Парень не ответил. Взгляд его был рассеян, словно он смотрел куда-то вдаль, дальше света фар и подземной тьмы, смотрел туда, где ни меня, ни поезда перед ним еще не было…
— Себя вдруг вспомнил, — пробормотал он, отворачиваясь, — Ничего смешного в твоем испуге нет, для тебя он абсолютно рационален. А смеюсь я над собой. Над своей реакцией, очень-очень давней, — он понурился, — Дурак я тогда был, такой же недотепа, как ты сейчас…
Я смерила его долгим взглядом:
— Так мне тебе посочувствовать и не обижаться?
— Пойдем, — парень махнул рукой, — Теперь не обязательно так торопиться, но лучше не засиживаться. Ре… моя подруга знает, где встретить нас на поверхности.
Удержавшись от невольно возникшего вопроса, я дернула плечами. Ни согласия, ни доверия этот жест не выражал — это было скорее смирение со сложившейся ситуацией. Но спутника моего это вполне устраивало.
Мы шли в полной тишине.
— А почему ты не можешь ответить на мои вопросы? — спросила я нарочито небрежно, — Какое-то обещание?
— Запрет. Правила. Устав. Табу. Как хочешь, так и называй.
— Устав? То есть ты работаешь в секретной службе?
— Это секретная информация.
— Хм? Ты только что подтвердил мои слова?
— Я ничего не подтверждал, — юноша нахмурился, — И вообще, я уже раза три сказал, что ничего сообщать тебе не намерен. Я просто доведу тебя до дома с целыми руками-ногами, а если повезет — то и головой, сдам следующей смене. А потом мне будет до лампочки, что с тобой случится в их вахту.
Я задумалась. Пока мы шли от поезда по прямой, тьма вокруг нас сгущалась постепенно, теперь же, за изгибом туннеля, вокруг быстро потемнело и стало хоть глаз выколи.
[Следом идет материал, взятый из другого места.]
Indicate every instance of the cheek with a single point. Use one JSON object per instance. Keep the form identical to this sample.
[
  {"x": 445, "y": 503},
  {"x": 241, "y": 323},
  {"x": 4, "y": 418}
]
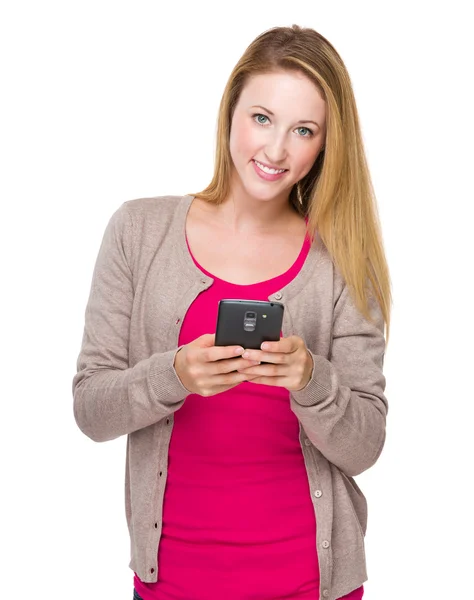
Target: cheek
[
  {"x": 306, "y": 159},
  {"x": 242, "y": 140}
]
Словно прочтя мои невеселые мысли, юноша достал из куртки какой-то длинный тонкий цилиндр и встряхнул его. Тот замерцал зеленым с одного края, а когда люминофор разгорелся полностью, окутавшая нас кромешная тьма рассеялась.
— Классная технология. Такая всем спецагентам выдается?
— Я купил их в магазинчике рядом с твоим домом.
— Так, откуда тебе известно…
— Боже! — вздохнул юноша, — Тебя что, и вправду так волнует вопрос, кто мы?
— Конечно.
— Ладно, полагаю, существующие табу вовсе не означают, что я не смогу слушать тебя вполуха и время от времени кивать. Или чесать нос. Или насвистывать. Просто так.
— Спасибо большое! — сердце мое бешено заколотилось, — Скажи, как тебя зовут?
— Как я, по-твоему, должен сообщить свое имя? Выкивать или вычесать?